Уже позже, когда мне было лет семнадцать, мама меня спросила: «Почему Танюшка хотела этого развода?» Я тогда ей кое-что рассказала. Мама всегда на две смены выходила, иногда ночью работала. Она уходила, и мы оставались дома с отцом. Отец у нас был хороший, но когда родилась Светланка, его дочь, то все его внимание переключилось на нее. И теперь он часто меня наказывал, если Светланка плакала. Мог закрыть в погребе, ночью мог выгнать в мороз на веранду в одной ночнушке: «Стой там!» У меня прямо ноги леденели. Угрожал мне и сестре. Говорил Танюшке:
«Если ты матери скажешь, то я еще хуже ей сделаю!» А мне заявлял: «Если ты матери пожалуешься, то я Танюшку побью!»
Я его не боялась, я за Танюшку переживала и все молча терпела. Подумаешь, в чулан запер, ремня дал. Я только прятала свои синяки, чтобы мама не видела. Он бил меня только тогда, когда мамы не было, потому что мама его убила бы. Но она этого не знала, мы ей ничего не говорили.
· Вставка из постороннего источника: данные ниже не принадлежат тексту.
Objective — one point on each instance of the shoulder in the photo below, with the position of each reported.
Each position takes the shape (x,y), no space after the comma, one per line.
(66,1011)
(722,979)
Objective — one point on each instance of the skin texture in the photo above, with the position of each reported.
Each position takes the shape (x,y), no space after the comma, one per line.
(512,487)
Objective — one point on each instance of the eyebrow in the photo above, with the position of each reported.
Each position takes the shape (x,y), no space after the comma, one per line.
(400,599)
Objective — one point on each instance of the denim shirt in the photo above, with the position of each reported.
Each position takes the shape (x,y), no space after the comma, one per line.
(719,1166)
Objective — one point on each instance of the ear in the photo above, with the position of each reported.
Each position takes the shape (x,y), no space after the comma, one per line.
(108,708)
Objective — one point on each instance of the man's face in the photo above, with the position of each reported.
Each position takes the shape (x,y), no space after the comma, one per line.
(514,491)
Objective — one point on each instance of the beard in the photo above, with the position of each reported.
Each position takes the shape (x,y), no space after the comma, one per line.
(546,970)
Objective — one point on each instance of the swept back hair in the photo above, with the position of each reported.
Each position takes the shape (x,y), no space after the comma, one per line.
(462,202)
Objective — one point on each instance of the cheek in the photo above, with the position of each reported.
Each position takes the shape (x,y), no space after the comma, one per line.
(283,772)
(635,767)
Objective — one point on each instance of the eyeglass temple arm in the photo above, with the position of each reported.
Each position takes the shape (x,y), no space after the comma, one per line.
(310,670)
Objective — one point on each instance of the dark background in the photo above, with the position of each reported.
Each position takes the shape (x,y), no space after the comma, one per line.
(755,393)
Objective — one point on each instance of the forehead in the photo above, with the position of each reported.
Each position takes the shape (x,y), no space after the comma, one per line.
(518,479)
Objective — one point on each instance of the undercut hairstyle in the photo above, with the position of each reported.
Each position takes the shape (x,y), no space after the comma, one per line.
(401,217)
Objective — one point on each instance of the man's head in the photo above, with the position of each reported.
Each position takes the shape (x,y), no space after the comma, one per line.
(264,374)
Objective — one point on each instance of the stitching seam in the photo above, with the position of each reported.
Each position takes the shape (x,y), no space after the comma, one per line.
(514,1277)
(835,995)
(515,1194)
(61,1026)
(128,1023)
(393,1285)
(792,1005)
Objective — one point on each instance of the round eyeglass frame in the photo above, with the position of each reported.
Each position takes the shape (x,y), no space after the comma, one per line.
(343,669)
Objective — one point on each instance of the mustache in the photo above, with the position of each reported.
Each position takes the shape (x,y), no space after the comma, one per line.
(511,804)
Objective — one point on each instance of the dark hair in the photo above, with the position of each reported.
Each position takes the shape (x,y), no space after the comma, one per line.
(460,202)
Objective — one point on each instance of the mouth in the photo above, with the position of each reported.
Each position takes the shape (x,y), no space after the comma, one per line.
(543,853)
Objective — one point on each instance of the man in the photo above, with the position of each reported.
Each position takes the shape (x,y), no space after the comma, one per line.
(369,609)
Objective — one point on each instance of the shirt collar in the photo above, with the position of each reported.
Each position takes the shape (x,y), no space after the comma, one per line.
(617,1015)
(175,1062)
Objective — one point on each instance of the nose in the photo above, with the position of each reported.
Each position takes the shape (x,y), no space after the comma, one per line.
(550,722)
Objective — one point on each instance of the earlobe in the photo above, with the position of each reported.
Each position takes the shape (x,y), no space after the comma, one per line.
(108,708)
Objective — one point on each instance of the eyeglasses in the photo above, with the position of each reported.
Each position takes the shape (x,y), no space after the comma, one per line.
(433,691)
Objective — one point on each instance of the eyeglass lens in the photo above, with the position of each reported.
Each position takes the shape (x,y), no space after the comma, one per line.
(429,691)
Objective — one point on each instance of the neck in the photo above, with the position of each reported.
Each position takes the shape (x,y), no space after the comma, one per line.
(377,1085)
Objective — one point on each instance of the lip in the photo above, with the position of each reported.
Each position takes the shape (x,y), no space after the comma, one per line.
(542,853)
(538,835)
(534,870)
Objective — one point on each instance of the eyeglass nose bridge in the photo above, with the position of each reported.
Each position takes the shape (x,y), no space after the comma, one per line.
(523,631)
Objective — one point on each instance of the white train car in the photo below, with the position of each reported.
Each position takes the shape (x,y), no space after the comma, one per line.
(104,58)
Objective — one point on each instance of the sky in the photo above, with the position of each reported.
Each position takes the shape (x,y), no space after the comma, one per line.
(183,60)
А потом у меня взрыв произошел после одного случая. Была зима, помидоры и огурцы у нас в Волгограде стоили тогда 50 рублей за килограмм. Кто помнит то время, тот поймет, что это было очень дорого. И мама попросила меня: «Я куплю помидорчиков-огурчиков Танюшке, а ты не бери. Хорошо?» Я сидела, делала уроки, мама готовила салат Танюшке. А отец… Да, я его до сих пор отцом зову, хотя столько лет прошло. Не буду же я его дядей Лешей называть. Так вот, отец зашел на кухню и спросил маму: «А зачем ты на нее столько денег переводишь? Ведь все равно умрет. Лучше бы Светлана это съела!» Я этого не слышала из своей комнаты. Но потом мама пошла к Танюшке, и я отправилась с ней за компанию.
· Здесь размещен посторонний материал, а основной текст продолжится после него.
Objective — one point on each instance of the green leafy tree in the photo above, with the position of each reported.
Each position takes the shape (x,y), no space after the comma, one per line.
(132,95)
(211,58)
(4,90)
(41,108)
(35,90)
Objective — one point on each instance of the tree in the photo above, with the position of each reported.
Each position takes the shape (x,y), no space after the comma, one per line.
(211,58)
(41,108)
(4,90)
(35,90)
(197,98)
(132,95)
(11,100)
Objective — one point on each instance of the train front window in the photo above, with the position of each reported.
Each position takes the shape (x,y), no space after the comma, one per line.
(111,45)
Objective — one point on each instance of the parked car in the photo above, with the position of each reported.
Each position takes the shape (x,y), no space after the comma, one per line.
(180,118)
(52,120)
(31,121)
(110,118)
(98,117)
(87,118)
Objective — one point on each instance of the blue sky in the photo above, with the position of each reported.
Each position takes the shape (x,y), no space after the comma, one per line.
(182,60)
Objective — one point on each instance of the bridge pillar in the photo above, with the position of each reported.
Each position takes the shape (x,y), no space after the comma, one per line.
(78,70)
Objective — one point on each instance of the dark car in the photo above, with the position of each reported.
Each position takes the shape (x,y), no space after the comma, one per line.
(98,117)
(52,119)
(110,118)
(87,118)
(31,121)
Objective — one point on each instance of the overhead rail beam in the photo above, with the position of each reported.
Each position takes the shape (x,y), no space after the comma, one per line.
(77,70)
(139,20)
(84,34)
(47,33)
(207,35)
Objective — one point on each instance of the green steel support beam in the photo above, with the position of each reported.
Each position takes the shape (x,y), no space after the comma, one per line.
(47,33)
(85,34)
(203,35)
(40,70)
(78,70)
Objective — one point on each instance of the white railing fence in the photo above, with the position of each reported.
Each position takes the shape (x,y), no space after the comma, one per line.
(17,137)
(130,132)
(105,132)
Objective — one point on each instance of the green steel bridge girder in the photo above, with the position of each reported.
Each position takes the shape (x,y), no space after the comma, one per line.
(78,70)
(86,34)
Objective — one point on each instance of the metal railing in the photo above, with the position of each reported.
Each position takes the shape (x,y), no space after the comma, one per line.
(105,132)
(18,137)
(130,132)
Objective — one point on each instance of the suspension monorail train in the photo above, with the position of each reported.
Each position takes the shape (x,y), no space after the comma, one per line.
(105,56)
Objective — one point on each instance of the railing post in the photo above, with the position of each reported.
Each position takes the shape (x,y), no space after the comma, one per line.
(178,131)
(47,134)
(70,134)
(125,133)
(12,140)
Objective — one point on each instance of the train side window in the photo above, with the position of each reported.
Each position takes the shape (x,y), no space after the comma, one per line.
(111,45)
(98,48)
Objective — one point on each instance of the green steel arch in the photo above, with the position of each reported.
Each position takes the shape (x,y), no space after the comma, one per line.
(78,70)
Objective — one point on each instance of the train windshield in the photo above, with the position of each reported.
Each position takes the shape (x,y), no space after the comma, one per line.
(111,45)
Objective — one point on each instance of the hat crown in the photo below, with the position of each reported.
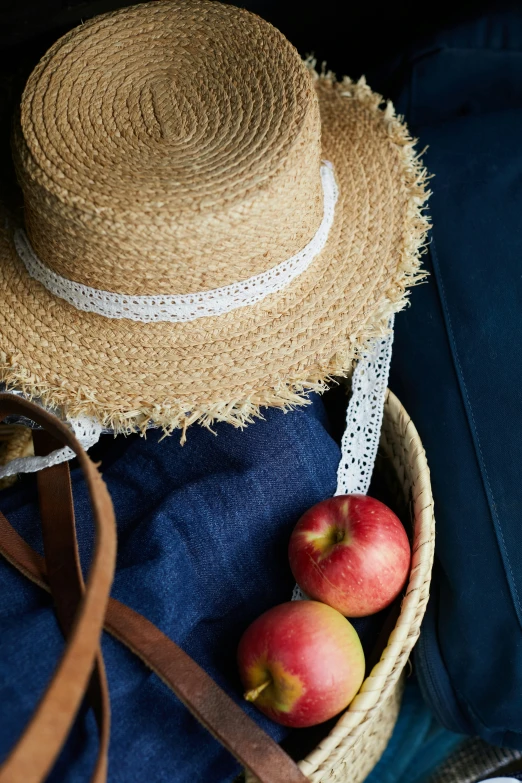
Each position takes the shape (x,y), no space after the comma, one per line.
(171,147)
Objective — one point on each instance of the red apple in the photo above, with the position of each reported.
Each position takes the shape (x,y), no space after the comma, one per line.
(352,553)
(301,663)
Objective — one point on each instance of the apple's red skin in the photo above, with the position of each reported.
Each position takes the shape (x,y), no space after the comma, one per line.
(363,572)
(312,657)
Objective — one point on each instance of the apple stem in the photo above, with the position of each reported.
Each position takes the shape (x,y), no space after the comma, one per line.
(254,693)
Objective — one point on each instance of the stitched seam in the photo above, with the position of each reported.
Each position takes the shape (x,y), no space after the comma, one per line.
(489,492)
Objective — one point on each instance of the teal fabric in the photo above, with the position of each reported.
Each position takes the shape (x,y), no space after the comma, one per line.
(457,368)
(418,745)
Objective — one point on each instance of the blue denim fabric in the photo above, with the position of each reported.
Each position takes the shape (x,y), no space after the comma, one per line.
(457,368)
(202,550)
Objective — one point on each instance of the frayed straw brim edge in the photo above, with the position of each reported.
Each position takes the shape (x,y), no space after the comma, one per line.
(290,391)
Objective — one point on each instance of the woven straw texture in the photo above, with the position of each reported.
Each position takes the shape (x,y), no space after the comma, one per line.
(174,147)
(353,747)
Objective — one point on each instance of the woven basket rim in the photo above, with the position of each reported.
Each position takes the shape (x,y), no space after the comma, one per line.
(386,675)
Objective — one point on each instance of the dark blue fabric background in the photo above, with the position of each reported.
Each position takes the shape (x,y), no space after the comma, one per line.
(458,369)
(202,550)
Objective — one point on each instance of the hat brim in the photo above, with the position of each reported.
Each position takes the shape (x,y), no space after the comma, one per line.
(129,375)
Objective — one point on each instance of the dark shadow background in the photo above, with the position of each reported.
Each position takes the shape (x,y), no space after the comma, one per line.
(354,38)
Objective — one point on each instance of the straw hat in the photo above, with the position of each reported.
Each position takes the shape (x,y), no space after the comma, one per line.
(210,225)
И Танюшка уже при мне говорит маме: «Отдай салат Светланке, ведь отец же сказал, что я все равно умру». Мама не стала устраивать скандал, промолчала, потому что не хотела, чтобы Танюшка нервничала. У нее была опухоль головного мозга, и вообще она была больным, обреченным человеком. А отец ведь еще хуже сказал: «Она все равно сдохнет!»
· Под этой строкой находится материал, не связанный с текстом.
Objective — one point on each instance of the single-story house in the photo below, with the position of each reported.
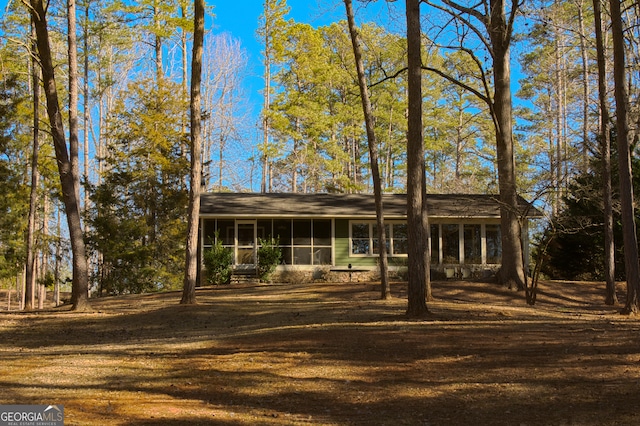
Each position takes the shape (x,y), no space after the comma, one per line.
(336,231)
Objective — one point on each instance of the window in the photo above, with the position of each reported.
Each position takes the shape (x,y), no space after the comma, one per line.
(360,238)
(364,238)
(304,241)
(450,243)
(435,244)
(399,242)
(473,244)
(494,244)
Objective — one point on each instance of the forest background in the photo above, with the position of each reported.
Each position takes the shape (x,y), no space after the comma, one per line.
(134,122)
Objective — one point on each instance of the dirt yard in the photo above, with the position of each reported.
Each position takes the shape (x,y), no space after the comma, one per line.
(330,354)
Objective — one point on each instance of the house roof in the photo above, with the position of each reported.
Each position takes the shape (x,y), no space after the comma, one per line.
(255,205)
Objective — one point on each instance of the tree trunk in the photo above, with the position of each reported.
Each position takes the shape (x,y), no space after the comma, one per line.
(192,265)
(33,197)
(417,305)
(512,271)
(385,290)
(85,95)
(80,287)
(158,42)
(605,143)
(624,160)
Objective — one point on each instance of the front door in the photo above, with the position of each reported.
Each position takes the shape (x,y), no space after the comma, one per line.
(246,243)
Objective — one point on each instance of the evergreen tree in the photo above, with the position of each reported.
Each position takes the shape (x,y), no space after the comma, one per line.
(140,207)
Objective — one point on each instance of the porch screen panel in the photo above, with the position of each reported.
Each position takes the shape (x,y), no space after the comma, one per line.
(264,229)
(435,244)
(400,243)
(209,232)
(226,232)
(450,243)
(374,238)
(494,244)
(302,232)
(301,255)
(360,242)
(282,231)
(473,244)
(322,232)
(322,242)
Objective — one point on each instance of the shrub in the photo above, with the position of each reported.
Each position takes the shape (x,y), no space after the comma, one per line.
(218,261)
(269,255)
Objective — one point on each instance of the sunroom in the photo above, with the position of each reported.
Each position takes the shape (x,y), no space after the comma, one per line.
(337,231)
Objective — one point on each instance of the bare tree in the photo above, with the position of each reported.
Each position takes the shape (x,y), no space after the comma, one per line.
(191,269)
(488,23)
(69,182)
(223,69)
(632,268)
(605,152)
(385,291)
(30,275)
(416,201)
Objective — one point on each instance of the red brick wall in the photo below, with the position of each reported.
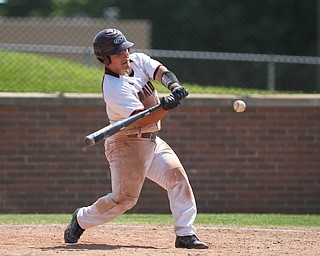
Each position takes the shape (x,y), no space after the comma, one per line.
(263,160)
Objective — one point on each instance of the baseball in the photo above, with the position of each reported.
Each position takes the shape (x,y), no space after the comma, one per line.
(239,106)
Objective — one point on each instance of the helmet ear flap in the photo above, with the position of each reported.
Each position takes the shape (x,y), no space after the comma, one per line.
(106,60)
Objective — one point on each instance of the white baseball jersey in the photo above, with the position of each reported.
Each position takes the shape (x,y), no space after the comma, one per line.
(124,95)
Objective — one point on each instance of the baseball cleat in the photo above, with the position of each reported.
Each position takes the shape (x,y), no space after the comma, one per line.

И тут у меня произошел взрыв. Мне тогда еще двенадцати не было, я до сих пор не понимаю, как на меня такая ненависть накатила! Я пошла на кухню, схватила два ножа, чтобы зарезать его, и просто сказала: «Я убью тебя!» Какой крик вокруг был, я даже не помню… Он не спал в доме неделю. Вообще не спал, боялся. Ушел к соседям.
Он убежал, а мама не могла разжать мои руки. Порезалась даже нечаянно, но не смогла вытащить ножи. Танюшка меня успокаивала и руки мне гладила. Эта мертвая хватка, когда я не могла разжать пальцы, случилась у меня уже второй раз.
Первый раз это произошло еще до переезда на квартиру. На соседней улице, в ближайшем к нам доме жила одна бабка. Мы ее звали бабка Няня, потому что у нее язык отсох. Что-то случилось, она перестала нормально говорить, могла только: «Ня-ня-ня!» Она была ведьмой, а я дружила с ее внучкой. И бабка эта меня просто ненавидела. К моей сестре Танюшке хорошо относилась, а меня – не-на-ви-де-ла! У нас с ней были постоянные стычки. Она всегда следила за мной, и я ее присутствие чувствовала всегда и везде. Если я выходила во двор, я всегда знала, когда она смотрит на меня через забор. Тогда я поворачивалась и смотрела на нее в упор. Ленка, моя подруга, рассказывала про нее много всяких страшных историй. Она видела, как ее бабка колдует, летает. Я сама не видела ее летающей, но четко понимала, что бабка это делать умеет, что она – ведьма!